Rovshen Murfetoglu writing in the article "The adoption of the Law on Oil and Gas is delayed" published in the independent newspaper "Uch Nogta" notes that nine years have passed since the signing of the "Contract of Century." Nevertheless, the legal framework in this sphere has yet to be completely improved. The matter, first of all, concerns the Law on Oil and Gas. Murfetoglu writes that the law has been discussed in parliamentary standing committees on energy, ecology and natural resources. It was even planned to be submitted for the parliament's consideration in May. But apparently it will be impossible to adopt the law this year. The author recalls that the country has so far signed 22 oil contracts with about 30 oil companies from more than 15 countries. As a result, the country's oil and gas industry is expected to receive more than $60 billion in investment. This is huge figure for a country that has recently started on the road to a free-market economy. Nevertheless, the companies that have signed oil contracts also point to the necessity of adopting of a separate law "On oil and gas" that would regulate relations in this sphere.

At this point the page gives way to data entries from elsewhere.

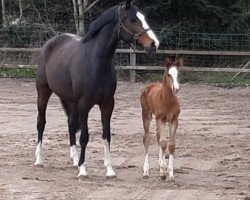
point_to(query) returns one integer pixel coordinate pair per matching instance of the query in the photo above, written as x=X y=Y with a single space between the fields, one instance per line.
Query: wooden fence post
x=132 y=63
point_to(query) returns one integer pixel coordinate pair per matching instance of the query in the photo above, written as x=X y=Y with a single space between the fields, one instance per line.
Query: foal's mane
x=97 y=24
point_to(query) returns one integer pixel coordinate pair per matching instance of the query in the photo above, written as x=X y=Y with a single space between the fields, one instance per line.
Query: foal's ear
x=128 y=3
x=179 y=62
x=168 y=62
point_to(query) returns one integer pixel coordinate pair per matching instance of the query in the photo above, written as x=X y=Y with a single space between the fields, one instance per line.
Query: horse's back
x=56 y=43
x=54 y=63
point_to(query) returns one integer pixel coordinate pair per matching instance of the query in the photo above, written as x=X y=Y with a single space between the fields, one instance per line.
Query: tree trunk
x=20 y=9
x=4 y=13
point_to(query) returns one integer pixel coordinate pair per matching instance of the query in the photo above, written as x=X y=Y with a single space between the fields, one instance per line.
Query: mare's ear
x=179 y=62
x=128 y=3
x=168 y=62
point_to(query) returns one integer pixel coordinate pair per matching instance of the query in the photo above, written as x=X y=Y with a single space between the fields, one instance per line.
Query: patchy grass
x=221 y=79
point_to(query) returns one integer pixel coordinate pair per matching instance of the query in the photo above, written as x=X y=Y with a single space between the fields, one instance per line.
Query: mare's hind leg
x=83 y=110
x=146 y=118
x=171 y=147
x=106 y=112
x=44 y=94
x=73 y=127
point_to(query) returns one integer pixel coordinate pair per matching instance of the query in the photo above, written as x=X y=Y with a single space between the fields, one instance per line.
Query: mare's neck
x=107 y=41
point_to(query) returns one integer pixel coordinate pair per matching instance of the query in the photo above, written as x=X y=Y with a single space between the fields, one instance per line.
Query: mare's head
x=135 y=30
x=172 y=72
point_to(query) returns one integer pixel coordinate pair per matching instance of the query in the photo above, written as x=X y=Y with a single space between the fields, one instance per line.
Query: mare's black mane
x=97 y=24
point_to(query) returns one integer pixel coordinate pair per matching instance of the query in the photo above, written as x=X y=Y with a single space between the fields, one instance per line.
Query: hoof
x=171 y=177
x=38 y=163
x=111 y=177
x=145 y=176
x=82 y=177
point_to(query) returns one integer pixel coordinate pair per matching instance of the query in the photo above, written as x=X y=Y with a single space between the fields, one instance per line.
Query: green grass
x=17 y=73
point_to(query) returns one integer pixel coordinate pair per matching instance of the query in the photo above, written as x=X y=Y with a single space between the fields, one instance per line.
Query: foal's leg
x=83 y=111
x=162 y=141
x=171 y=147
x=106 y=112
x=146 y=118
x=73 y=124
x=44 y=94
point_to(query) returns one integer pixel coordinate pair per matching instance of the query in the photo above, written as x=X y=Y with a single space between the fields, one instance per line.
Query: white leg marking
x=146 y=166
x=160 y=155
x=107 y=159
x=171 y=166
x=82 y=171
x=162 y=163
x=38 y=154
x=74 y=155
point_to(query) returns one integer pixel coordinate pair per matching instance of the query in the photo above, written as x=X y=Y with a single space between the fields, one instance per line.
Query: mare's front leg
x=106 y=112
x=171 y=147
x=73 y=126
x=83 y=111
x=44 y=94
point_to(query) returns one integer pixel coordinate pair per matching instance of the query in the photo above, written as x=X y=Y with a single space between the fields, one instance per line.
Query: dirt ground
x=212 y=159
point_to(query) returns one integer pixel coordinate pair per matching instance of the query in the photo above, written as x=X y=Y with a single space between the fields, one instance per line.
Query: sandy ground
x=212 y=158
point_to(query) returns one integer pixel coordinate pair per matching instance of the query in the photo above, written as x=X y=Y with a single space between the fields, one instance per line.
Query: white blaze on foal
x=173 y=72
x=145 y=25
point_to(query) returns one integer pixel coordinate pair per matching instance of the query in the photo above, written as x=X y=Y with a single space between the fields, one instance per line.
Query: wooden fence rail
x=133 y=67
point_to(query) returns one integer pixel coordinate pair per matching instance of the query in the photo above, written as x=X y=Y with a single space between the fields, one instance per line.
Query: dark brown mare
x=80 y=72
x=160 y=100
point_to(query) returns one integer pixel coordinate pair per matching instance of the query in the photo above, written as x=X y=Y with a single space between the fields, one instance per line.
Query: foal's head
x=171 y=73
x=135 y=30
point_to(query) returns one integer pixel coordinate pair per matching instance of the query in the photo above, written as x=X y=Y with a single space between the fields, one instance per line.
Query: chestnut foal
x=160 y=100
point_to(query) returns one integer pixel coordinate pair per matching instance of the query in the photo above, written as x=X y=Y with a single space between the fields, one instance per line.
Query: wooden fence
x=133 y=67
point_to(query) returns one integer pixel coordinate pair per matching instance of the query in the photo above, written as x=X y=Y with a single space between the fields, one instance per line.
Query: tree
x=4 y=13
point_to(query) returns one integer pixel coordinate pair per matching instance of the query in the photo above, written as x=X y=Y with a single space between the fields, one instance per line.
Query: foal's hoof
x=82 y=177
x=111 y=177
x=163 y=178
x=145 y=176
x=39 y=164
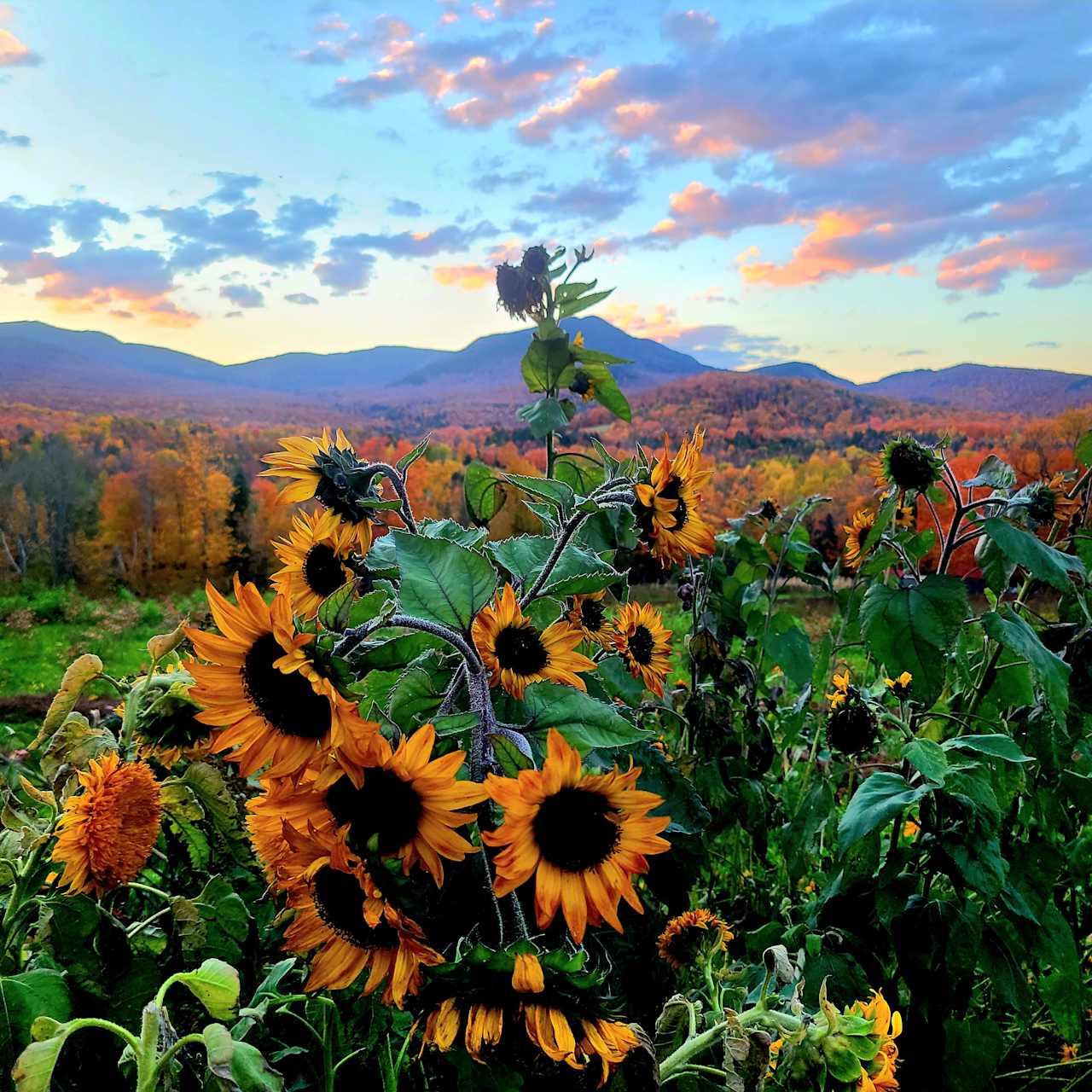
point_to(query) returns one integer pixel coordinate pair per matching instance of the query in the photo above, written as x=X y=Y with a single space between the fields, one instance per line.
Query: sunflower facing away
x=644 y=643
x=260 y=688
x=328 y=470
x=107 y=830
x=588 y=614
x=667 y=506
x=341 y=915
x=857 y=532
x=690 y=932
x=878 y=1075
x=582 y=835
x=517 y=654
x=314 y=556
x=396 y=802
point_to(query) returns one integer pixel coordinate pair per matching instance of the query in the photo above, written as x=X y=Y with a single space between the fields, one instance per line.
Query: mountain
x=67 y=369
x=800 y=369
x=989 y=388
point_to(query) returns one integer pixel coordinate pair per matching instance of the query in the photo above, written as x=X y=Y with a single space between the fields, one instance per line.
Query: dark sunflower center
x=383 y=805
x=642 y=646
x=909 y=467
x=288 y=702
x=520 y=648
x=339 y=900
x=322 y=570
x=591 y=615
x=576 y=829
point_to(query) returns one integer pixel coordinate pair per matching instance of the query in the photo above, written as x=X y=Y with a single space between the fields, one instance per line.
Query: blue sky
x=869 y=186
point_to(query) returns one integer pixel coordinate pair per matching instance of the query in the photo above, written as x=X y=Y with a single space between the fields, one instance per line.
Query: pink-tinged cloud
x=986 y=265
x=97 y=279
x=15 y=53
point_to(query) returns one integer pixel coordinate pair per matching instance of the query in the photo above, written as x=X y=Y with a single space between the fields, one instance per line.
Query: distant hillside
x=989 y=388
x=800 y=369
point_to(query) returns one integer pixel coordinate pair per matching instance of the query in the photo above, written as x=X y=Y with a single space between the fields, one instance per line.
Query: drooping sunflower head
x=517 y=654
x=107 y=829
x=644 y=644
x=693 y=935
x=900 y=686
x=908 y=465
x=880 y=1072
x=328 y=470
x=667 y=505
x=258 y=686
x=343 y=919
x=589 y=614
x=315 y=557
x=857 y=533
x=582 y=835
x=519 y=291
x=1048 y=502
x=851 y=728
x=486 y=996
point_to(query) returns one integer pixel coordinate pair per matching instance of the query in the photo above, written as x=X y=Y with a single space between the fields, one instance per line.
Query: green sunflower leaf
x=443 y=581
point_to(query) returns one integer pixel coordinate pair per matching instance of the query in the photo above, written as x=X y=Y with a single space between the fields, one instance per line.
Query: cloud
x=232 y=189
x=398 y=206
x=242 y=295
x=94 y=277
x=589 y=201
x=420 y=244
x=15 y=53
x=299 y=215
x=720 y=346
x=346 y=268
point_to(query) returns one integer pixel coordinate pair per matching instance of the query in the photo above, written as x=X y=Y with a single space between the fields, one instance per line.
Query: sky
x=869 y=186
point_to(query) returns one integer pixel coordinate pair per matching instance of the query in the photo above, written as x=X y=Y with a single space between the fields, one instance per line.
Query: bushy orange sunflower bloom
x=582 y=835
x=107 y=829
x=644 y=643
x=259 y=687
x=669 y=505
x=515 y=654
x=314 y=556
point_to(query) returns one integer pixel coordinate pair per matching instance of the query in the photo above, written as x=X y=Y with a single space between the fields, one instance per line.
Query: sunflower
x=667 y=506
x=315 y=555
x=517 y=654
x=106 y=831
x=588 y=614
x=900 y=686
x=857 y=532
x=644 y=643
x=260 y=688
x=341 y=915
x=398 y=803
x=878 y=1073
x=582 y=835
x=1048 y=502
x=690 y=932
x=328 y=470
x=908 y=465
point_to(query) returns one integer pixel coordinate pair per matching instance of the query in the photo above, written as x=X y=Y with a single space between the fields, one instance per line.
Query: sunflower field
x=441 y=811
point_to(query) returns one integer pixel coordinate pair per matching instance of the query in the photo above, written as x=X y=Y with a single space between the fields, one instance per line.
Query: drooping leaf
x=443 y=581
x=912 y=628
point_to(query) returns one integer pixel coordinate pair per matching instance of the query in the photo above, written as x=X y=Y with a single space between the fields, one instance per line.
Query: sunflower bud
x=851 y=729
x=535 y=261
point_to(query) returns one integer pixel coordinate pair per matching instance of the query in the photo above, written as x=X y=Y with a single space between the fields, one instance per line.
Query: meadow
x=378 y=760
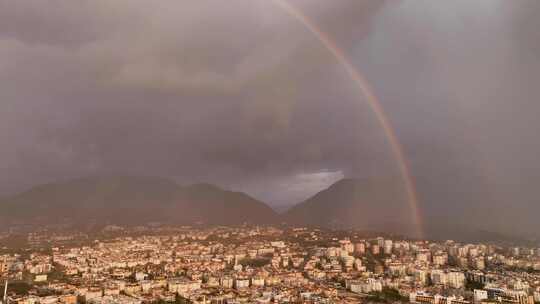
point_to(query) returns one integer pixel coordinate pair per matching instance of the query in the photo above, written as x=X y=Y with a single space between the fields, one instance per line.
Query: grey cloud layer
x=242 y=95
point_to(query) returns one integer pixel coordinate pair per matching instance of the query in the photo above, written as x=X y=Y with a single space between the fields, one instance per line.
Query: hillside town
x=262 y=265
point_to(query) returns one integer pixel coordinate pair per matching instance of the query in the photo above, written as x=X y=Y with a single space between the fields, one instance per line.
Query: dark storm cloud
x=196 y=91
x=242 y=95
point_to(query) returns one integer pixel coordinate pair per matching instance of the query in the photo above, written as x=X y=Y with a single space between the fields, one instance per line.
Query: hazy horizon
x=244 y=95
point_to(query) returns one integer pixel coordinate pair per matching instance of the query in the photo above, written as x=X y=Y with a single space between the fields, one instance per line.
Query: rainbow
x=374 y=104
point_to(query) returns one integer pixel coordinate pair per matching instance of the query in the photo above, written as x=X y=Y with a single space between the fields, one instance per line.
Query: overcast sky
x=240 y=94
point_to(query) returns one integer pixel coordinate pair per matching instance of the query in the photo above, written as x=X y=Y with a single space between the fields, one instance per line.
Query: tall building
x=375 y=249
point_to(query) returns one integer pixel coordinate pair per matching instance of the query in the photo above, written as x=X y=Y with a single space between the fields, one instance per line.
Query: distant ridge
x=132 y=200
x=374 y=204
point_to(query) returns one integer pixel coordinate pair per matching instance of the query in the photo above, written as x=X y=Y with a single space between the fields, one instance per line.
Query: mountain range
x=133 y=201
x=366 y=204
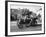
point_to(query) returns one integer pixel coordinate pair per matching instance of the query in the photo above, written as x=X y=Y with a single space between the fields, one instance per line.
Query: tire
x=20 y=26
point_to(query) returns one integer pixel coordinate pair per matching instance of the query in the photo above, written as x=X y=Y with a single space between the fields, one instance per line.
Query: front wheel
x=20 y=26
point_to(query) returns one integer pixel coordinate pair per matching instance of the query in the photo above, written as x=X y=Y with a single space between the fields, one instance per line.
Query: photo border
x=6 y=18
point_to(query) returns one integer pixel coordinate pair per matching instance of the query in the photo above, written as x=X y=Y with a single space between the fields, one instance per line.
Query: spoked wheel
x=20 y=26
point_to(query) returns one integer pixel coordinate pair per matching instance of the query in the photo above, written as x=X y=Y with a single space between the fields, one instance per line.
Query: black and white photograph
x=25 y=18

Mahir Hamzeoglu in the article "Risky policy" in the independent newspaper "Khalg Jebhesi" writes that the government is now engaged in increasing the wages of budget institutions' employees by benefiting from the high oil prices in the world market. Should world oil prices drop to the 1998 level of $12-15, this could lead to at least a 30 percent deficit in the state budget. The author points out that the government is counting on the assets of the Oil Fund should the price of oil drop drastically.